My 100 amp service and the unused meter's service both have a 2-ga aluminum cable feeding to the fuse boxes. Going by NEC table 301-16 that means the max amps I can pull is about 100. The weird thing is that from the fuse box to my breaker box it is all 4-ga al and the other box is all 2-ga al. That means technically the cable in my shop is not rated for the service, yet it does fine. I found this funny since my service powers my massive shop and office whereas the other one powers an office the size of a small closet. So rather than trying to tax my tiny 4-ga wires with even more amps than they are already feeding, I am having the unused meter activated. This is convenient because its 2-ga cable actually runs through my shop right where I want the welder service at. The plan is to replace my 100-amp fuses at the meter with 150, install a breaker box inside that is fed through a 125-amp breaker which will feed the welder.
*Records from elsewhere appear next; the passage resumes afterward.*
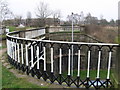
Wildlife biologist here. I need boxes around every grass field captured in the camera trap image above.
[0,67,46,88]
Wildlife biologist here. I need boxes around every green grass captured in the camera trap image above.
[63,70,111,80]
[2,67,46,88]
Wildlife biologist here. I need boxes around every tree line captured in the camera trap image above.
[0,0,118,27]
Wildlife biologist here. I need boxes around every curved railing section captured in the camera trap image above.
[7,28,119,89]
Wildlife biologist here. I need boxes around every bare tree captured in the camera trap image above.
[14,15,22,26]
[85,13,98,24]
[36,2,52,26]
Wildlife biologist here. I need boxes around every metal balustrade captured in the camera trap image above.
[7,29,119,89]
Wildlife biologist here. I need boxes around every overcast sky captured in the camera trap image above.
[6,0,119,20]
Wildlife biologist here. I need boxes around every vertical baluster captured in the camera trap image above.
[51,47,53,73]
[11,41,14,60]
[13,42,15,60]
[87,50,91,78]
[21,43,24,64]
[6,39,9,55]
[25,44,28,66]
[77,50,80,77]
[15,40,17,62]
[107,51,112,79]
[9,41,12,58]
[59,48,62,74]
[31,44,34,68]
[97,50,101,78]
[43,46,46,71]
[37,46,40,69]
[68,48,71,75]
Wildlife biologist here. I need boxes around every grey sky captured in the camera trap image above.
[8,0,119,20]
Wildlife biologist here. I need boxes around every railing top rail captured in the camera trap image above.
[6,33,119,46]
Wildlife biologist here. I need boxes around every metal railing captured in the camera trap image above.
[7,28,119,89]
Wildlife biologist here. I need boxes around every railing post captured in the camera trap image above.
[45,27,49,40]
[114,46,120,89]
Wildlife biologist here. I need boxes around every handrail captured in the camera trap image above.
[6,28,120,89]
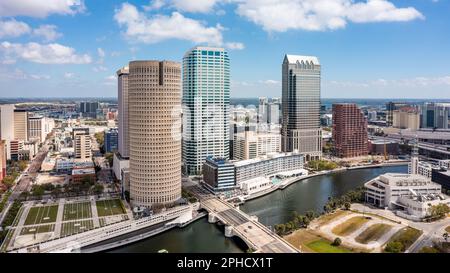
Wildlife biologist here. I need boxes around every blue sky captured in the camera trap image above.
[0,0,450,99]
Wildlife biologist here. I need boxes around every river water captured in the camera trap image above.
[110,163,408,253]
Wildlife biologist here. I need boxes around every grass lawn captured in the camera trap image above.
[388,227,422,251]
[316,210,350,226]
[96,199,125,217]
[307,239,351,253]
[355,224,392,244]
[63,202,92,221]
[20,224,55,235]
[61,220,94,237]
[332,216,369,236]
[25,205,58,225]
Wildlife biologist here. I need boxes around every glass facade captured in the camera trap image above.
[183,47,230,175]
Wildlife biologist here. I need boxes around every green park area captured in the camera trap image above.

Yes, I know technically the cable is not rated for that mush, but it seems there is a large safety factor built into those ratings based on my shop's service cable.

Even so, I still won't be able to feed the welder everything it wants, but it will be enough for me. There is also a power factor correction capacitor set for the welder that brings max draw down to 125 amps should I ever want it.
 
Without knowing the specifics or your situation, I really can't comment further. However I am curious. I am assuming this as an overhead service drop form a pole mounted transformer bank. There should be (typically) a splice point at the building mounted weatherhead that the power company splices into the customer supplied service entrance conductors that go to the meter and then into the breaker panel. Are you saying that the #2 AL is the wire size in the conduit from the weatherhead, thru the meter, and into the panel?
 
Puppy said:
Without knowing the specifics or your situation, I really can't comment further. However I am curious. I am assuming this as an overhead service drop form a pole mounted transformer bank. There should be (typically) a splice point at the building mounted weatherhead that the power company splices into the customer supplied service entrance conductors that go to the meter and then into the breaker panel. Are you saying that the #2 AL is the wire size in the conduit from the weatherhead, thru the meter, and into the panel?

No. That is much bigger than #2. That is what the engineer was pointing at when he came out and said that it was capable of "way more than 200 amps." From there the service goes down to the 3 meters and from each meter it goes to a fuse box via #2 at each. From the fuse box it goes into the respective building units. My unit is the largest but has the smallest cable coming from the box, #4. The small office space that isn't being used and I am now paying for has #2 going to it from the fuse box and happens to run through my shop before it goes into the office. So I'm just going to cut the cable to the office and put my own box at the cut. If the office ever gets used again I'll reassess.

Oh, and for whoever initially mentioned to look at the big number on my transformer, it is 50kwh.